MDGs cannot be achieved without mental health – Dr Osei

Dr Akwasi Osei, Acting Chief Executive Officer of the Mental Health Authority, has painted a gloomy picture of the achievement of the Millennium Development Goals (MDGs) in 2015, as the role of mental health has not been recognized.

He said mental health runs across all the MDGs, but it has not been mentioned in any of them, although the burden of the disease was rising and would continue to rise unless there was a serious intervention to address the situation.

Dr Osei expressed these concerns when he spoke on “the situation of mental health in Ghana and how the new mental health law responds to it,” at a workshop in Wa to expose key officers of the Ghana Health Service in the Upper West region to the Mental Health Act.

The day's workshop was organized by Basic Needs- Ghana, in conjunction with its implementing partner, Centre for People’s Empowerment and Rights Initiative (CPRI) and sponsored by DFID.

The Mental Health Expert said mental depression contributed to about 14 per cent of all diseases while 75 per cent of all mental disorders in the country were adolescents.

He disclosed further that a study undertaken by the Yale University in USA and the University of Ghana among 10,000 people in Ghana in 2009 revealed that 45 per cent of all Ghanaians were living under distress.

Dr Osei described mental health as a “silent crisis,” adding that because mental illness does not kill its patients, policymakers pay little attention to it.

He said the mental health law seeks to among others, address the numerous challenges confronting mental health care in the country, decentralize mental health care services and criminalize all barbaric acts meted out to persons with mental challenges.

Dr Ephraim Avea Nsor, the Upper West Regional Minister, urged all stakeholders to use the mental health law to galvanize support to fight discrimination and all forms of stigma associated with mental health care in the country.

“Mentally challenged persons are often forgotten and left at the fringes of society. We are all in one way or the other suffering from one form of mental problem,” he said

He called for a new perspective on how to deal with the illness by showing more human feeling towards mental patients, instead of relating them to witchcraft or regarding them as being attacked by spirits and, therefore, did not deserve respect.

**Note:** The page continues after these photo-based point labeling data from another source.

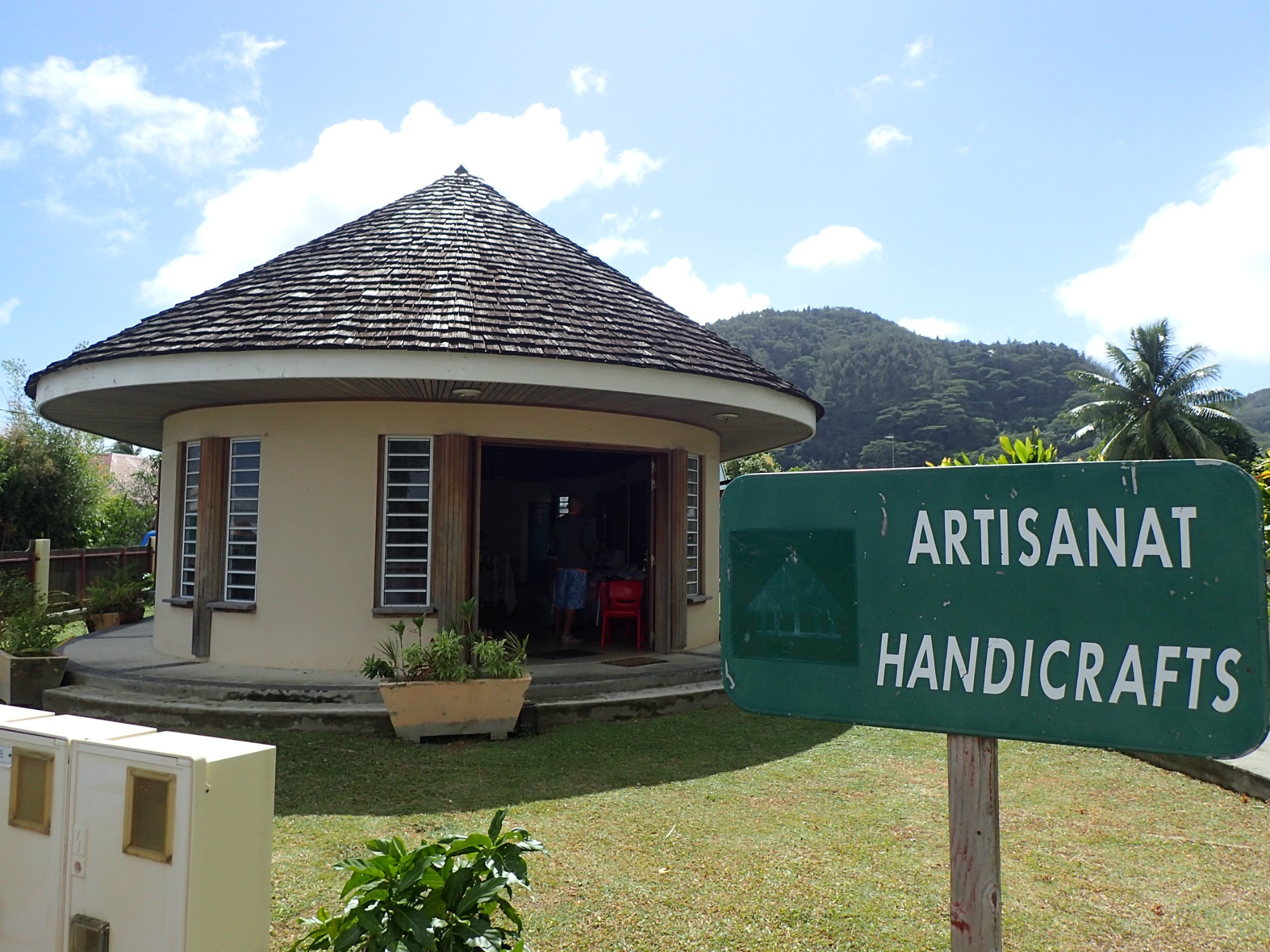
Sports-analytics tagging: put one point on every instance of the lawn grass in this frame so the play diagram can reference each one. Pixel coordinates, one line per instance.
(722, 831)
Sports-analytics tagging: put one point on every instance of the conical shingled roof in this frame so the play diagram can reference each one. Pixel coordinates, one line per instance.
(454, 267)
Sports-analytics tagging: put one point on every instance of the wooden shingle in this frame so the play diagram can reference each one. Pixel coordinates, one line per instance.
(454, 267)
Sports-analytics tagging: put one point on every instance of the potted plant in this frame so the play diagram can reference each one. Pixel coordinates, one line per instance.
(454, 685)
(116, 600)
(29, 640)
(451, 896)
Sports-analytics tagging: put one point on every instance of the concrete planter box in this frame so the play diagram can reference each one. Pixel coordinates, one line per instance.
(23, 681)
(436, 709)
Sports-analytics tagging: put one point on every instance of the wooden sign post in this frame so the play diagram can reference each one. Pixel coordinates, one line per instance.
(887, 597)
(975, 845)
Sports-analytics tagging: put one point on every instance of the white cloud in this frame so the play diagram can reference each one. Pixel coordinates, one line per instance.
(916, 50)
(876, 83)
(117, 227)
(676, 284)
(241, 51)
(360, 166)
(934, 328)
(614, 247)
(1203, 265)
(584, 79)
(835, 244)
(615, 244)
(109, 96)
(885, 138)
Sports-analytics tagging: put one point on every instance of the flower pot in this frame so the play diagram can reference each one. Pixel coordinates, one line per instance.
(435, 709)
(23, 681)
(109, 620)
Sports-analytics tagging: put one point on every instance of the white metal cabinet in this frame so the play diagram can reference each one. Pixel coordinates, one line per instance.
(34, 788)
(172, 841)
(10, 714)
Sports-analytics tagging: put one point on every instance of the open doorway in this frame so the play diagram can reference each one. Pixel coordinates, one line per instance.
(524, 492)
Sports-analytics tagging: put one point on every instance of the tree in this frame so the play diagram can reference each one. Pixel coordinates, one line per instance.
(49, 486)
(1154, 404)
(1019, 451)
(758, 463)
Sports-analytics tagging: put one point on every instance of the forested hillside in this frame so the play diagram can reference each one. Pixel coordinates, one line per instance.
(878, 380)
(1255, 414)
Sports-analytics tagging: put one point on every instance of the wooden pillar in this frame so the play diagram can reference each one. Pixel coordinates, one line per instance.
(214, 477)
(451, 545)
(678, 536)
(975, 845)
(41, 550)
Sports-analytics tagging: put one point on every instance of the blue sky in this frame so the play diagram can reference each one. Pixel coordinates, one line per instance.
(984, 171)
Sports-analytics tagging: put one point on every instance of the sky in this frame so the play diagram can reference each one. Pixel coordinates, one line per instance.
(981, 171)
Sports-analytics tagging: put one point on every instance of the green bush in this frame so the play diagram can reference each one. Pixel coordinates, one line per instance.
(441, 897)
(451, 656)
(121, 592)
(27, 629)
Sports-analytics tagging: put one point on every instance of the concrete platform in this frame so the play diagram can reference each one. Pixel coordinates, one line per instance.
(119, 675)
(1248, 775)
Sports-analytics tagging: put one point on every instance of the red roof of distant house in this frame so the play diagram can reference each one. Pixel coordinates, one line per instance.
(121, 466)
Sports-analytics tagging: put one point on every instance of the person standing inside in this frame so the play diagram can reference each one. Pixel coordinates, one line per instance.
(575, 549)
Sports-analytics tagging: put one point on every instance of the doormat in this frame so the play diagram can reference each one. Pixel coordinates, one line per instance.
(562, 653)
(634, 662)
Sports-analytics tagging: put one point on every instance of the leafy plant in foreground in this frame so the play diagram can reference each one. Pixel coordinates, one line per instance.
(120, 592)
(1020, 451)
(441, 897)
(451, 656)
(27, 628)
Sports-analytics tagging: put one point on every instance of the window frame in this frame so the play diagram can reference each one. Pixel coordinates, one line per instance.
(694, 468)
(184, 522)
(229, 526)
(382, 557)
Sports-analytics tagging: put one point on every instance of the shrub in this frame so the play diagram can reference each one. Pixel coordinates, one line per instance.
(121, 592)
(451, 656)
(441, 897)
(27, 629)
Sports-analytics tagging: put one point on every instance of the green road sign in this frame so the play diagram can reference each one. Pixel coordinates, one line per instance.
(1102, 605)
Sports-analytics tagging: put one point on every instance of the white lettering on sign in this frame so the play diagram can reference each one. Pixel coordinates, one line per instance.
(1102, 541)
(1061, 668)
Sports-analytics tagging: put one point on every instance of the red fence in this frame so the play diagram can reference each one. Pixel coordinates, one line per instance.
(70, 571)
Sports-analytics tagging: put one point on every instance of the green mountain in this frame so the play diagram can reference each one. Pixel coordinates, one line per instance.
(878, 380)
(1255, 414)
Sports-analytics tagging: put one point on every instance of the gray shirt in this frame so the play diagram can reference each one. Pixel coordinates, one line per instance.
(572, 544)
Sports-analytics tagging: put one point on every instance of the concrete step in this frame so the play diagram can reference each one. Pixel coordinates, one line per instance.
(624, 705)
(112, 682)
(547, 687)
(185, 713)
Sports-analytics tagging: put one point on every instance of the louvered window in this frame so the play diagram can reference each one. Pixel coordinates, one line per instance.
(694, 526)
(407, 521)
(190, 521)
(244, 521)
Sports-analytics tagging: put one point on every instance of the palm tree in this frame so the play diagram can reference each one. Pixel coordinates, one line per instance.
(1155, 406)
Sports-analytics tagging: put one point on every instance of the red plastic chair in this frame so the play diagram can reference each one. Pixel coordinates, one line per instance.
(623, 598)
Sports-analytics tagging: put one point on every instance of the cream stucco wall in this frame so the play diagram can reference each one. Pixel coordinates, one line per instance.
(318, 513)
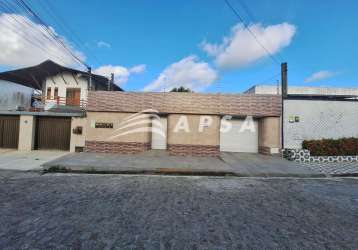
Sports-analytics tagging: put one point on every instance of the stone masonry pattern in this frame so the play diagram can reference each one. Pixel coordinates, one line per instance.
(116, 147)
(194, 150)
(186, 103)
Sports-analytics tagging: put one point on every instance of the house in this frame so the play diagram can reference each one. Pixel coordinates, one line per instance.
(14, 96)
(61, 86)
(57, 121)
(182, 123)
(311, 113)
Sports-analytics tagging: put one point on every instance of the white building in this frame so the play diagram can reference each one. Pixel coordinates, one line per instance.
(311, 113)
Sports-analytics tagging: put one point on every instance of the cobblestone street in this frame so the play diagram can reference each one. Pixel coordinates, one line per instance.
(149, 212)
(340, 168)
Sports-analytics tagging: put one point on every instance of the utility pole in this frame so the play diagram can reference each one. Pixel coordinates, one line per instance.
(90, 78)
(112, 82)
(284, 93)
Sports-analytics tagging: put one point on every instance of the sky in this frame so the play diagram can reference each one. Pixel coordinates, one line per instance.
(158, 45)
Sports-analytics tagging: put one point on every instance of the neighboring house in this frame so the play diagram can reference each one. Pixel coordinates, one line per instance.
(60, 86)
(14, 96)
(58, 121)
(316, 113)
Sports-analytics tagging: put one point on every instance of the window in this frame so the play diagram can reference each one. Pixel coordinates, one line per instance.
(56, 93)
(49, 93)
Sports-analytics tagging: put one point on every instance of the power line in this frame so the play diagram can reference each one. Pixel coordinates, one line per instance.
(53, 14)
(253, 19)
(50, 32)
(12, 27)
(16, 7)
(252, 33)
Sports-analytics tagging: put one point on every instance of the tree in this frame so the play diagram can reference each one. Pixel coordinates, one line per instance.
(181, 89)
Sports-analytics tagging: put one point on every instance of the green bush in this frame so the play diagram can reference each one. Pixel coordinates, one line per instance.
(332, 147)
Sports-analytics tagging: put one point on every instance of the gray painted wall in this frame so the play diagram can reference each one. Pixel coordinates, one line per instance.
(13, 95)
(319, 119)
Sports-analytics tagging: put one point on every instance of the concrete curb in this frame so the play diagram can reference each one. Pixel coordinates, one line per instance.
(171, 171)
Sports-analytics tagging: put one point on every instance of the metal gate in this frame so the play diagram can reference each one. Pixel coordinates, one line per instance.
(53, 133)
(9, 131)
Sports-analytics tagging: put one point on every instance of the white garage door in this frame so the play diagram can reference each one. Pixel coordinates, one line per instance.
(159, 133)
(235, 140)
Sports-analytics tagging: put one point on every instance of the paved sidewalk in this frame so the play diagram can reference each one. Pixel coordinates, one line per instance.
(258, 165)
(159, 162)
(25, 161)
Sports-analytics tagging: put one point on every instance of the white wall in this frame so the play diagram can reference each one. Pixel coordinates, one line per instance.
(68, 81)
(303, 90)
(318, 120)
(13, 95)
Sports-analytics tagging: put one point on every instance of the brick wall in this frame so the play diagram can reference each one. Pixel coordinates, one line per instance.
(116, 147)
(186, 103)
(195, 150)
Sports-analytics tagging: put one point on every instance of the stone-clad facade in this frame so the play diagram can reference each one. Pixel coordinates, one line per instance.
(186, 103)
(121, 108)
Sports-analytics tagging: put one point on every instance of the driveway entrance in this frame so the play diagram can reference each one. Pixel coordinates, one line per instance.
(9, 131)
(53, 133)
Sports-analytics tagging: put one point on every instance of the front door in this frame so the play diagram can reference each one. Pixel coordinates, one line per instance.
(73, 96)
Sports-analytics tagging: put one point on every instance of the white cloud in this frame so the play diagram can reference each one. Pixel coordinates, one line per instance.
(102, 44)
(188, 72)
(25, 43)
(121, 74)
(240, 48)
(138, 68)
(320, 75)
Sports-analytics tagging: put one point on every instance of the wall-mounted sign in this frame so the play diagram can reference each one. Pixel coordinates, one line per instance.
(103, 125)
(291, 119)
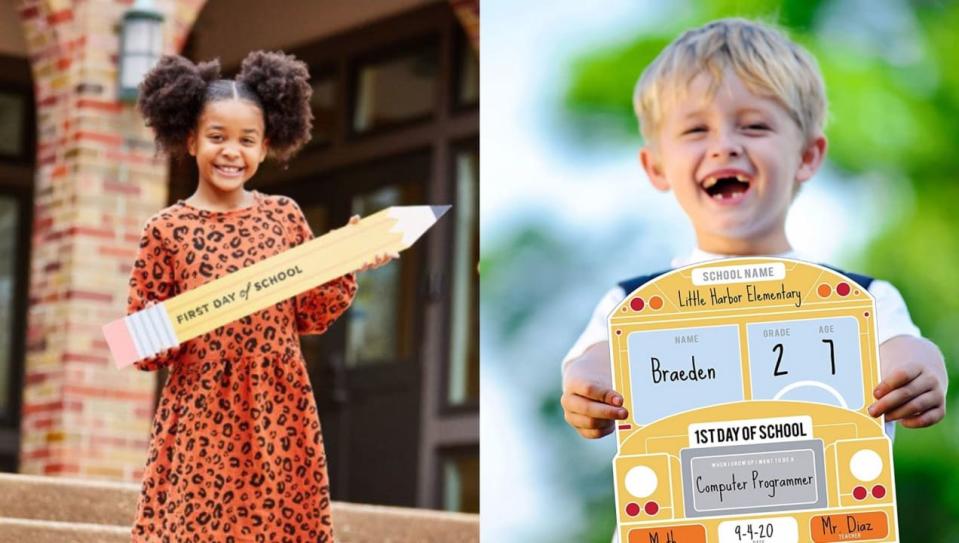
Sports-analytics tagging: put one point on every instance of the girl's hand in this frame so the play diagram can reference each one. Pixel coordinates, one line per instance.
(380, 260)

Mr. Fred Nantogma, Knowledge and Communications Officer of Basic Needs-Ghana, called on the general public to support in efforts to eliminate the practice of chaining, putting legs of some mental patients into logs and other forms of abuse of their rights.

He said 25,000 people directly and indirectly benefited from his organization’s mental health programme in 2013 and that plans were far advanced to pilot a mental health programme in every district.